Metabolomics Response to Drought Stress in Morus alba L. Variety Yu-711

Abstract

Mulberry is an economically significant crop for the sericulture industry worldwide. Stresses such as drought exposure have a significant influence on plant survival. Because metabolome directly reflects plant physiological condition, performing a global metabolomic analysis is one technique to examine this influence. Using a liquid chromatography-mass spectrometry (LC-MS) technique based on an untargeted metabolomic approach, the effect of drought stress on mulberry Yu-711 metabolic balance was examined. For this objective, Yu-711 leaves were subjected to two weeks of drought stress treatment and control without drought stress. Numerous differentially accumulated metabolic components in response to drought stress treatment were revealed by multivariate and univariate statistical analysis. Drought stress treatment (EG) revealed a more differentiated metabolite response than the control (CK).

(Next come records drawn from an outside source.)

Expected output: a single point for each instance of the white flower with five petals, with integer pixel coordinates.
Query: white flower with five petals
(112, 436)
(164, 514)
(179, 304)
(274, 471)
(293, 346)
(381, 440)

We found that the levels of total lipids, galactolipids, and phospholipids (PC, PA, PE) were significantly altered, producing 48% of the total differentially expressed metabolites. Fatty acyls components were the most abundant lipids expressed and decreased considerably by 73.6%. On the other hand, the prenol lipids class of lipids increased in drought leaves. Other classes of metabolites, including polyphenols (flavonoids and cinnamic acid), organic acid (amino acids), carbohydrates, benzenoids, and organoheterocyclic, had a dynamic trend in response to the drought stress. However, their levels under drought stress decreased significantly compared to the control. These findings give an overview for the understanding of global plant metabolic changes in defense mechanisms by revealing the mulberry plant metabolic profile through differentially accumulated compounds.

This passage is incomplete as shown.